RE: Examples of language changes in websites from Richard Ishida on 2003-12-04 (w3c-wai-gl@w3.org from October to December 2003)

From: Richard Ishida <ishida@w3.org>
Date: Thu, 4 Dec 2003 13:04:11 -0000
To: "'Yvette P. Hoitink'" <y.p.hoitink@heritas.nl>, "'Jens Meiert'" <jens.meiert@erde3.com>
Cc: <w3c-wai-gl@w3.org>
Message-ID: <004001c3ba67$1cc44b10$2982fea9@w3c40upc3ma3j2>
Hello Yvette,

Interesting article.  Given the, I would say, unusual linguistic dexterity and penchant for English of the Dutch people, I think you have picked a source of examples that presents an uncommon degree of subtlety and pervasiveness - but this is certainly a phenomenon that occurs in all languages to a lesser or greater extent.  It re-raises in my mind a question I've been mulling over for some time.

When tagging language variations in text, where do you draw the line between what is clearly a foreign language phrase, what is a neologism drawn from a foreign source, and what is one of the latter that has become an adopted part of the language?  

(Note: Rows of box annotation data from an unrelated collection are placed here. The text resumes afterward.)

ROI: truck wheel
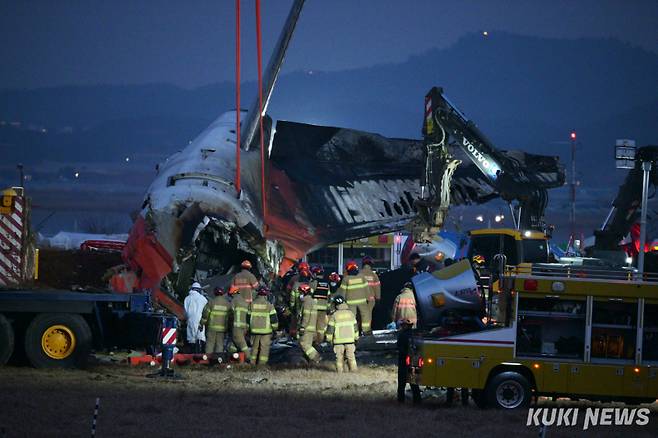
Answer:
[25,313,92,368]
[485,371,532,409]
[0,314,14,365]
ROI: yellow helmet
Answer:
[471,254,485,265]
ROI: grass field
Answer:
[0,364,658,438]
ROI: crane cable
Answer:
[235,0,240,196]
[256,0,267,234]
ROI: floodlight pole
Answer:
[637,161,651,275]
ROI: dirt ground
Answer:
[0,363,658,438]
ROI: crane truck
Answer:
[0,187,176,368]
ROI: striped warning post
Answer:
[162,327,176,345]
[91,397,101,438]
[0,192,25,286]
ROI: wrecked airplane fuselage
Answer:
[124,112,283,308]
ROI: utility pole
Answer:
[16,163,25,187]
[569,131,576,245]
[637,161,651,278]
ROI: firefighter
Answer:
[311,265,329,344]
[338,260,370,334]
[289,262,313,314]
[228,288,249,360]
[289,262,313,336]
[183,281,208,353]
[361,256,382,330]
[298,284,320,363]
[201,287,231,354]
[391,283,418,328]
[229,260,258,303]
[327,295,359,373]
[397,319,420,403]
[249,286,279,365]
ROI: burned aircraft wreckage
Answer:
[115,0,564,317]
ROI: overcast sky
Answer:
[0,0,658,88]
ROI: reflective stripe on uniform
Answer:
[398,298,416,309]
[208,304,229,332]
[340,278,367,290]
[233,306,249,328]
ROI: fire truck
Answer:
[407,261,658,409]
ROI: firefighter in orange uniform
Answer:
[391,283,418,328]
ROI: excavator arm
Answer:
[414,87,565,242]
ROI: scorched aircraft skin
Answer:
[123,0,564,318]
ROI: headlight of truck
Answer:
[432,292,446,307]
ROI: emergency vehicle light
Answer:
[432,292,446,307]
[523,280,539,290]
[551,281,564,292]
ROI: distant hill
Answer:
[0,33,658,183]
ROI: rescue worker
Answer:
[289,262,313,314]
[338,260,371,334]
[229,260,258,303]
[329,272,340,297]
[299,284,320,363]
[397,319,420,403]
[327,295,359,373]
[289,262,313,336]
[361,256,382,332]
[228,280,249,361]
[391,283,418,328]
[311,265,329,344]
[183,281,208,353]
[249,286,279,365]
[201,287,231,354]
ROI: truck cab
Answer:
[407,264,658,409]
[467,228,550,266]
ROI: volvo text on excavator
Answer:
[414,87,565,242]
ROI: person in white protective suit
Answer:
[183,281,208,353]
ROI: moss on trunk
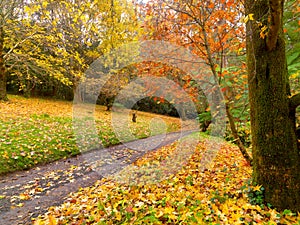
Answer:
[246,0,300,211]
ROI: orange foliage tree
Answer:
[139,0,252,163]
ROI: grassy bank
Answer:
[0,96,181,174]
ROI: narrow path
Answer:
[0,131,194,225]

For (another) example, in English we talk about 'a certain je ne sais quoi'.  I would think that a large proportion of people in the UK would understand this half English half French phrase these days, due to the influence of recent advertising and cooking programs, etc., though I'd say that is a fairly recent phenomenon.  Is it English or French?

I particularly like your example of 'cadeaushoppen' - which is French, English and Dutch all at the same time.

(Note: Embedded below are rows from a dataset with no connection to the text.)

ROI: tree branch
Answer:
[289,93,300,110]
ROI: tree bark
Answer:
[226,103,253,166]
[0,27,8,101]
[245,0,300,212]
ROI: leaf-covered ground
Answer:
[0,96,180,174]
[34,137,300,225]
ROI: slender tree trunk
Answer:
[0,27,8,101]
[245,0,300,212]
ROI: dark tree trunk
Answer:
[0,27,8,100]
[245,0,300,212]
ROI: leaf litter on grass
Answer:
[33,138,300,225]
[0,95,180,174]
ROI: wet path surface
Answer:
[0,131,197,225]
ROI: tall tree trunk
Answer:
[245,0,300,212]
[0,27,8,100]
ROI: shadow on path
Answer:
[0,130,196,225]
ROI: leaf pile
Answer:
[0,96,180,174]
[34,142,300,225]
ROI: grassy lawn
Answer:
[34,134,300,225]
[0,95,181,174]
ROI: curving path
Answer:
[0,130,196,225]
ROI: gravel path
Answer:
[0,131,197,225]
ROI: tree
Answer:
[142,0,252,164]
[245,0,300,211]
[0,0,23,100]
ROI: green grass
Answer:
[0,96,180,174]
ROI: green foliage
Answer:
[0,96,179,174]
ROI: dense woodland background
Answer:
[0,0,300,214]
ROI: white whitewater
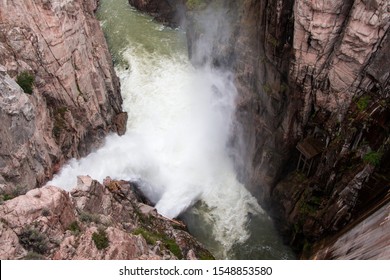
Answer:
[49,0,262,256]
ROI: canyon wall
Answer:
[0,176,213,260]
[187,0,390,255]
[0,0,126,196]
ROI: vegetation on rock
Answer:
[16,71,35,94]
[19,226,48,254]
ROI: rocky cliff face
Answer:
[129,0,186,27]
[0,176,213,260]
[0,0,126,194]
[187,0,390,256]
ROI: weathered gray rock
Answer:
[0,176,212,260]
[187,0,390,256]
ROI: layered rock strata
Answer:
[187,0,390,256]
[0,0,126,193]
[129,0,186,27]
[0,176,213,260]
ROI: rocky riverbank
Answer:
[0,0,126,195]
[0,176,213,260]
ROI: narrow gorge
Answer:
[0,0,390,259]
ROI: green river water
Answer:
[97,0,295,259]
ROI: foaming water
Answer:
[49,0,294,258]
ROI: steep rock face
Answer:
[129,0,186,27]
[0,0,126,191]
[187,0,390,256]
[0,176,212,260]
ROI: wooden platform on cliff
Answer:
[297,136,325,176]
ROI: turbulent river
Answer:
[51,0,294,259]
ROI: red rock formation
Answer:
[0,0,126,192]
[187,0,390,256]
[0,176,212,260]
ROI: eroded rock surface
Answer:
[0,176,212,260]
[187,0,390,256]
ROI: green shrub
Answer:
[22,252,46,260]
[19,227,48,254]
[356,95,371,112]
[79,211,100,224]
[68,221,81,235]
[133,228,183,259]
[92,229,110,250]
[363,151,382,166]
[16,71,35,94]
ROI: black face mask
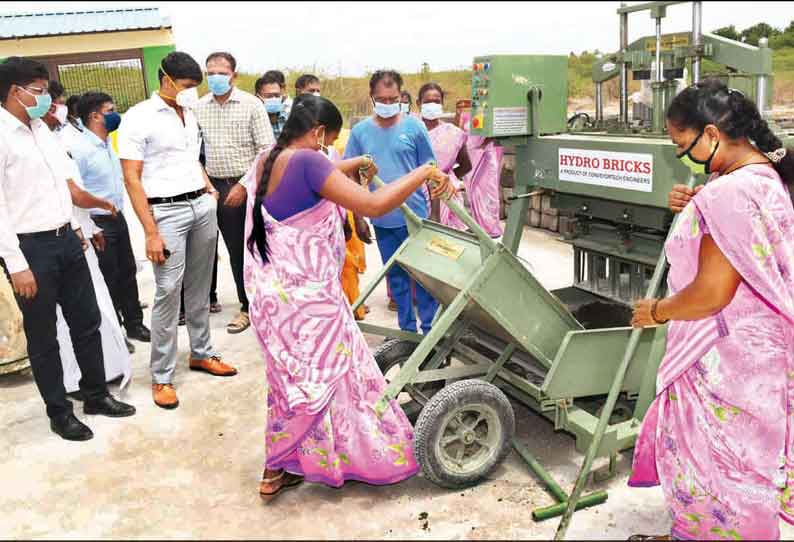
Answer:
[676,129,720,175]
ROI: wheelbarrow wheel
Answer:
[414,380,515,489]
[373,339,447,423]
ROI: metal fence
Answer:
[58,58,146,113]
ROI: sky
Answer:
[0,1,794,76]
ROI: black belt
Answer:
[148,188,206,205]
[17,223,72,239]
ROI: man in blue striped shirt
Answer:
[69,92,151,342]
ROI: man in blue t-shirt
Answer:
[345,70,438,333]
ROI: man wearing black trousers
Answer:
[196,52,275,333]
[68,92,151,343]
[0,57,135,440]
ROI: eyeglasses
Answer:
[372,96,401,104]
[22,85,48,96]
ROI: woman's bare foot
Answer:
[259,470,303,502]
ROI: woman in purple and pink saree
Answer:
[416,83,471,231]
[244,97,450,500]
[629,80,794,540]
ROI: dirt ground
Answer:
[0,216,794,540]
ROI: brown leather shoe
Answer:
[152,384,179,409]
[190,356,237,376]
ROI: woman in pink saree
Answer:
[244,97,450,500]
[459,104,504,238]
[416,83,471,230]
[629,80,794,540]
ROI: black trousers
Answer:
[4,227,108,418]
[210,177,248,312]
[91,213,143,329]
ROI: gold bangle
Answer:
[651,299,670,325]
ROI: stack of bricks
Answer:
[527,193,576,234]
[528,194,560,232]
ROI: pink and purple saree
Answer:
[244,150,419,487]
[461,113,504,237]
[629,165,794,540]
[425,122,466,230]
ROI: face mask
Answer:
[53,104,69,126]
[159,65,198,109]
[102,111,121,132]
[375,102,400,119]
[207,73,232,96]
[17,87,52,120]
[422,103,444,120]
[678,131,720,175]
[265,98,284,115]
[317,127,328,156]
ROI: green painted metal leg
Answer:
[554,175,696,540]
[502,186,530,254]
[483,343,516,382]
[634,326,667,420]
[375,282,470,415]
[513,439,607,521]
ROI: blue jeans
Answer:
[374,226,438,334]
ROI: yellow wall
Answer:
[0,28,174,58]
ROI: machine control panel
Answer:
[471,55,568,137]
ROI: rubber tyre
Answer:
[414,379,515,489]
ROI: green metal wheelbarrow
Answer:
[353,172,688,520]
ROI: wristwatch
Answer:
[651,299,670,325]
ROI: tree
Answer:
[769,21,794,49]
[712,25,741,41]
[739,23,781,46]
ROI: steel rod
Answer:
[620,13,629,124]
[554,175,697,540]
[692,2,703,84]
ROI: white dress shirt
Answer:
[118,92,206,198]
[0,106,79,273]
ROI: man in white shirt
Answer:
[0,57,135,440]
[118,51,237,408]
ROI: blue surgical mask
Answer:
[102,111,121,132]
[207,73,232,96]
[375,102,400,119]
[422,102,444,120]
[17,87,52,120]
[265,98,284,115]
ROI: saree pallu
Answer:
[424,122,466,230]
[629,165,794,540]
[461,113,504,238]
[244,151,419,487]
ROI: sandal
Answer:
[259,471,303,503]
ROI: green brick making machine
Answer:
[353,2,784,537]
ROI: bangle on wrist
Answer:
[651,299,670,324]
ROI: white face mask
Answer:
[422,103,444,120]
[176,87,198,109]
[53,104,69,125]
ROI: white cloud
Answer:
[0,1,794,75]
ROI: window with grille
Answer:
[58,58,146,113]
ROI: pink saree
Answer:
[244,150,418,487]
[462,113,504,237]
[425,122,466,230]
[629,165,794,540]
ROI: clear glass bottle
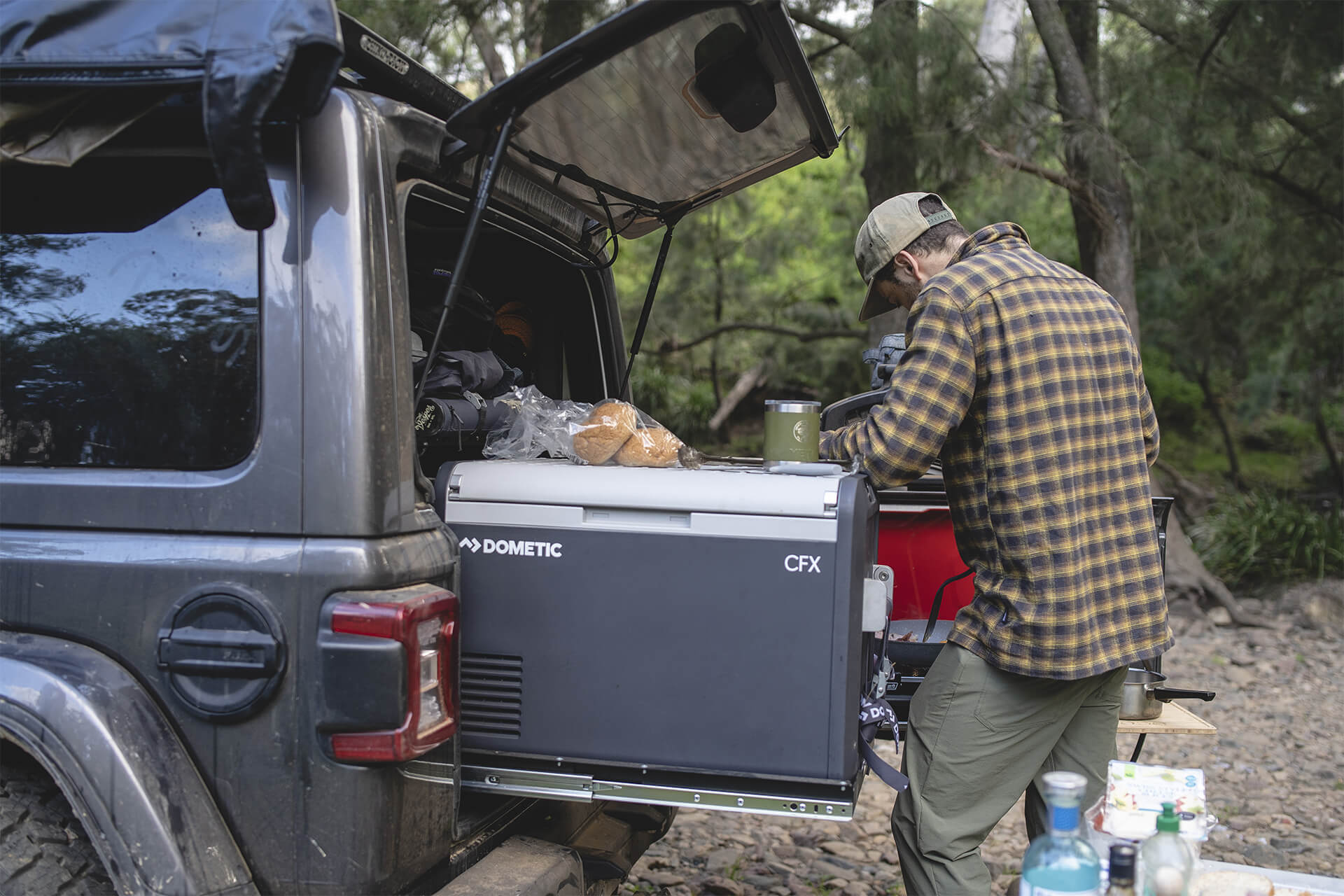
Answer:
[1106,844,1138,896]
[1138,804,1195,896]
[1018,771,1100,896]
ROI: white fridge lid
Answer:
[447,459,846,517]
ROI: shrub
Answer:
[1191,491,1344,587]
[1144,348,1204,433]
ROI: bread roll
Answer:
[574,400,638,466]
[1189,871,1274,896]
[615,426,681,466]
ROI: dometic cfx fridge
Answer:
[437,459,890,818]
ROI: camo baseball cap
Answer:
[853,193,957,321]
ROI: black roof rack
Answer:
[340,12,468,121]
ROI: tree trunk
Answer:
[1027,0,1138,344]
[856,0,919,345]
[710,206,726,405]
[1312,403,1344,496]
[1195,367,1246,489]
[710,361,770,433]
[976,0,1027,89]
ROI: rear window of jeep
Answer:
[0,155,260,470]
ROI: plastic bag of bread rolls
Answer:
[484,386,681,466]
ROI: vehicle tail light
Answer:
[330,584,458,762]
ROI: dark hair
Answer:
[902,196,970,258]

I'm not clear what the answer would be.  Do you have any suggestions?  

I suppose one pragmatic approach might be to say that, to support accessibility, anything that's not in the dictionaries of the text to speech processors should be marked up.  But there appear to be a number of problems with that approach in my mind: different dictionaries presumably contain different entries; how does the average content author find out (quickly, while creating content) what words or phrases are likely to be problematic?; this looks at the problem only from the point of view of the text to speech processor; are the dictionaries being kept sufficiently up to date?; there'd presumably be neologisms in the native language that fall into this category too, where to draw the line; etc.

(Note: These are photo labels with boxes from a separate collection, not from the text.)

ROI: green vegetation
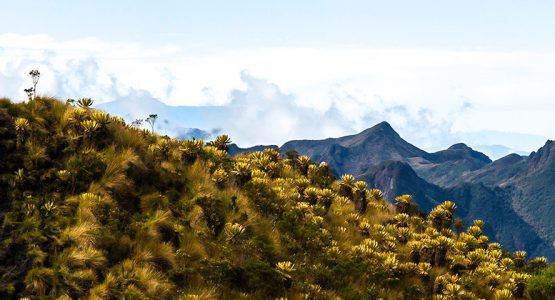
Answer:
[0,97,553,299]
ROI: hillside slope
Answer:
[0,98,546,299]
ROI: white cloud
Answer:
[0,34,555,152]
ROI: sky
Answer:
[0,0,555,157]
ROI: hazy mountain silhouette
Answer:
[232,122,555,260]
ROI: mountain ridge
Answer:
[230,122,555,259]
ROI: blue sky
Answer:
[4,0,555,50]
[0,0,555,155]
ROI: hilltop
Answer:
[0,97,551,299]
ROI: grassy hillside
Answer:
[0,98,549,299]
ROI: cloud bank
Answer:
[0,34,555,155]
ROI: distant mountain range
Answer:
[230,122,555,261]
[96,96,547,159]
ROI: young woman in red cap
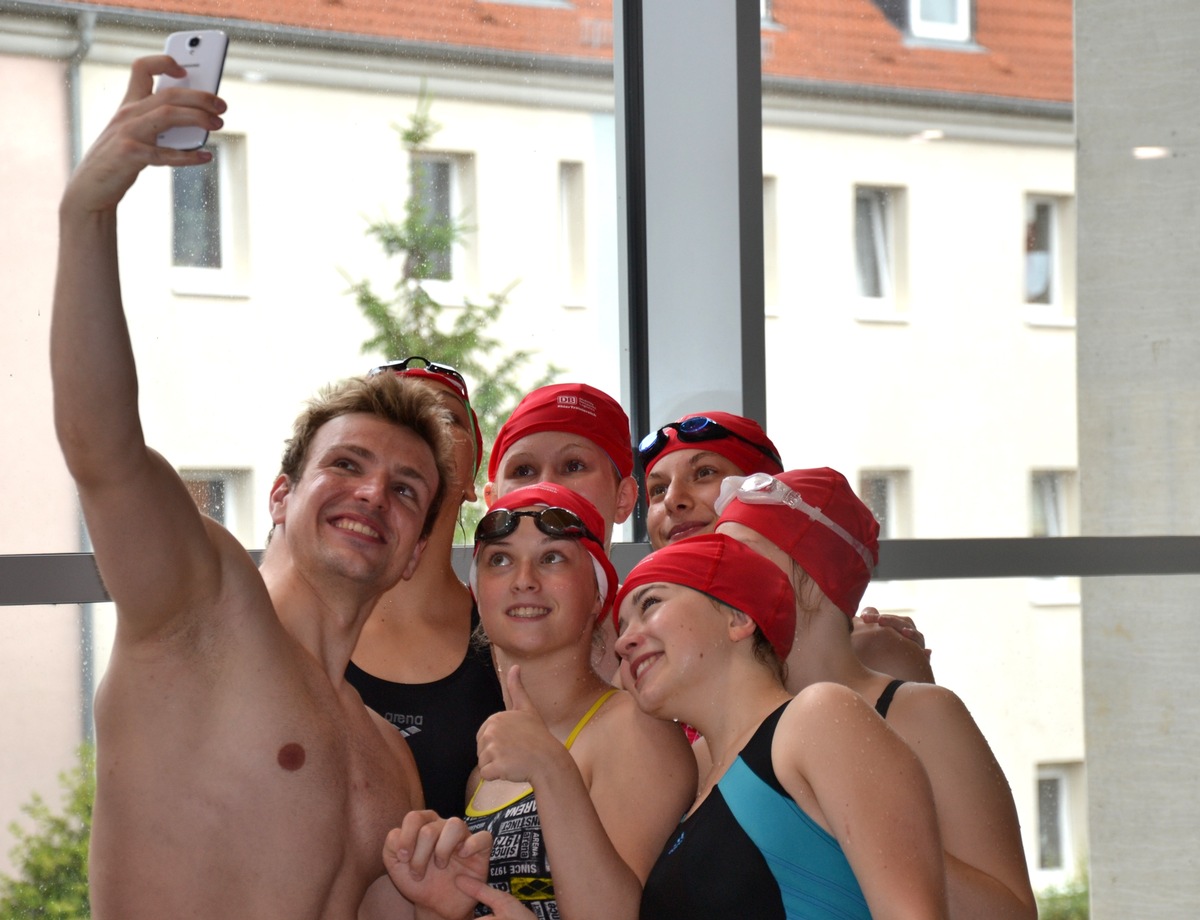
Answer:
[484,384,637,680]
[616,534,947,920]
[385,483,696,920]
[637,411,934,683]
[716,468,1037,920]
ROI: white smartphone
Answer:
[155,29,229,150]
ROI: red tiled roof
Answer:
[70,0,1073,102]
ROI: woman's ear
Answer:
[612,476,637,524]
[721,605,758,642]
[270,473,292,524]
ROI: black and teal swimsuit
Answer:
[641,703,871,920]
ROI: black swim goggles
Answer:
[637,415,784,469]
[475,507,604,546]
[370,355,470,402]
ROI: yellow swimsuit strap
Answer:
[563,687,617,751]
[467,687,617,818]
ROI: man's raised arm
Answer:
[50,55,224,636]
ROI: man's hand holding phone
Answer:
[155,29,229,150]
[61,54,226,214]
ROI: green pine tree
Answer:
[0,744,96,920]
[350,91,562,533]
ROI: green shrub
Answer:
[1038,872,1088,920]
[0,744,96,920]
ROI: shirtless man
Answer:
[50,55,451,920]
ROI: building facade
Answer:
[0,0,1086,885]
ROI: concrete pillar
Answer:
[1075,0,1200,920]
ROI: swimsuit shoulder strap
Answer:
[563,687,617,751]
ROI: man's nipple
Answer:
[276,741,307,771]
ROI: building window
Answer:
[1030,470,1080,607]
[854,186,901,303]
[179,469,249,547]
[170,136,250,295]
[1025,196,1061,303]
[858,470,912,540]
[1038,774,1067,868]
[558,161,587,306]
[409,154,474,282]
[170,144,222,269]
[1032,763,1086,888]
[762,175,779,313]
[1030,470,1078,536]
[908,0,971,42]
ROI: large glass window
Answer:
[0,0,624,872]
[9,0,1196,915]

Another approach could be to provide phonetic transcriptions for ambiguous phrases, which could even propose a pronunciation that uses only native phonemes.  I just saw a nice example of this in the SSML spec, where they render 'La vita è bella' as '<phoneme alphabet="ipa" ph="&#x2C8;l&#x251;&#x2C8;vi&#x2D0;&#x27E;&#x259; &#x2C8;&#x294;e&#x26A;&#x2C8;b&#x25B;l&#x259;">La vita è bella </phoneme>'  [lɑ ˈviːɾə ˈʔeɪ ˈbɛlə for those of you who can read the IPA in this mail  **]  The phonemic transcription here is American (rather than British) English (uses a flap for t in vita) and not true to the actual Italian pronunciation (long ei for è, lack of lengthening for l in bella).  Unfortunately, XHTML doesn't yet provide the markup for us to do that.  Should it?  That would solve some other problems in my mind, such as how to pronounce "Caius College" (pronounced "keys college") and President Tito (pronounced "sutto"), the president of the Republic of Kiribati (pronounced "kiribass").  Or even how to pronounce acronyms like "CCAT" (sea-cat) or "NATO" (nei-toe).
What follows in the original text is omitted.